The SPAD A.2 (also called SA.2, A-2 or A2) was a French tractor biplane of 1915 that saw some service with France and Russia in the early stages of World War I in the fighter-reconnaissance role.
The SPAD A.2 was an improved version of the A.1 which first flew on 21 May 1915 and later went into production. A total of 99 were produced (42 for France and 57 for Russia). Its flight characteristics were still disappointing and the aircraft was not well-loved by its crews. In spite of this lack of success, the design brought valuable experience to Béchereau and his team and some features, notably the one-bay wing with intermediate struts, were to be used later by Béchereau for the SPAD S.5, which would lead to the extremely successful S.VII and S.XIII fighters.
Russian models were modified to use skis instead of the undercarriage for winter operations.
The A.2 had a short and inauspicious career in the French Aviation Militaire.
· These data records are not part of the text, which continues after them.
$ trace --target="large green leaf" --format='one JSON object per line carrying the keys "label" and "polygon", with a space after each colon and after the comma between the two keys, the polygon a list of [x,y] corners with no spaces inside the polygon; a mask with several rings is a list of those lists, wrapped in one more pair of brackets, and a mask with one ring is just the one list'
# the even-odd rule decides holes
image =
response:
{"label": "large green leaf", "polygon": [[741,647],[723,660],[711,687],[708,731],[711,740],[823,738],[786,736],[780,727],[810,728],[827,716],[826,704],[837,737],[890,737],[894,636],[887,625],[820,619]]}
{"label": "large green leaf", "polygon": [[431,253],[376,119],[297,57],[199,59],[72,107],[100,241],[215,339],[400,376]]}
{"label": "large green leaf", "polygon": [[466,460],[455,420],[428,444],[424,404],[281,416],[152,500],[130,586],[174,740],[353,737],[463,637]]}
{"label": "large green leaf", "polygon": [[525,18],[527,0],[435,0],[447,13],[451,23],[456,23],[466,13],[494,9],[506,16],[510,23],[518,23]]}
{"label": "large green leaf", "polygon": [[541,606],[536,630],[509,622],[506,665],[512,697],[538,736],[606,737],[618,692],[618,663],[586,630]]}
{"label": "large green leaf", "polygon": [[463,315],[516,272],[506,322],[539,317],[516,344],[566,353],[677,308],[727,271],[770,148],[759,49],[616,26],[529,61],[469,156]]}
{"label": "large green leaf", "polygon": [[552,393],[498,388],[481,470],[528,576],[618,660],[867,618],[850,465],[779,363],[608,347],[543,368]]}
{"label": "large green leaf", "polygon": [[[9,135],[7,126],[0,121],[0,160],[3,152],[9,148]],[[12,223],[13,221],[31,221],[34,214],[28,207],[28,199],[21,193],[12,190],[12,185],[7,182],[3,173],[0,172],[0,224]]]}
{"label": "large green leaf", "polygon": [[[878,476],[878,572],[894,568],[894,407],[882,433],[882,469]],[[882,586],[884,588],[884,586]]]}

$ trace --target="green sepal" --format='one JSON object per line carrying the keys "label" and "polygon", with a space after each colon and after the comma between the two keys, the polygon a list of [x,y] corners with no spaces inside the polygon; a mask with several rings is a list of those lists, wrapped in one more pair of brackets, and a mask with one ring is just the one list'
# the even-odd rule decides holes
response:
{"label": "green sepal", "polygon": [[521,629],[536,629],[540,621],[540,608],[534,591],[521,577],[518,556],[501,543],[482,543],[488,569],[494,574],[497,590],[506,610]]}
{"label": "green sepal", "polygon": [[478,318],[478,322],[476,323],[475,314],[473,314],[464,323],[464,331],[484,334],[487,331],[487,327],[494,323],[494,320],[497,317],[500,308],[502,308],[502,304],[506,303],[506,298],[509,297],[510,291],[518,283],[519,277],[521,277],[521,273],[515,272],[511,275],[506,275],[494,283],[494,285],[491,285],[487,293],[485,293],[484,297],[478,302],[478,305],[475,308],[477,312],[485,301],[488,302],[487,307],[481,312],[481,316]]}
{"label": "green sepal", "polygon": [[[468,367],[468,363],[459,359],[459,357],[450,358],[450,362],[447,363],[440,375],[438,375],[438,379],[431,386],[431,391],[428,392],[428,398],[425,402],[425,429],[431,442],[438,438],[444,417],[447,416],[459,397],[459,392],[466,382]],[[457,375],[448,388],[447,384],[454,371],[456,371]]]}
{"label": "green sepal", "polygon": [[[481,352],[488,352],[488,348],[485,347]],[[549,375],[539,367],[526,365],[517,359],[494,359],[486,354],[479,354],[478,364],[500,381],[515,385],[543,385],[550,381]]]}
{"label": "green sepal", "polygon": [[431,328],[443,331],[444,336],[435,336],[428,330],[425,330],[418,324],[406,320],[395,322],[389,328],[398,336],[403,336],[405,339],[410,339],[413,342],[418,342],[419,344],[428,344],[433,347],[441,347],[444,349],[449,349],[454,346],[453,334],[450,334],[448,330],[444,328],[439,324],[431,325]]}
Its crews did not appreciate it and it was quickly replaced in service by better types as the introduction of synchronizing gear rendered the entire concept of the A.2 obsolete. Few details are available concerning its career.
The Imperial Russian Air Service was the other user of the SPAD A.2 and kept it in service for a much longer time, due to a shortage in available aircraft on the Russian-German front. Although Russian crews also thought very little of the SPAD, at least one crew was successful with it. On November 25, 1916, Russian pilot Karpov and his observer Bratolyubov shot down a German aircraft near the village of Vulka.
This plane was used in Russia during the Civil War.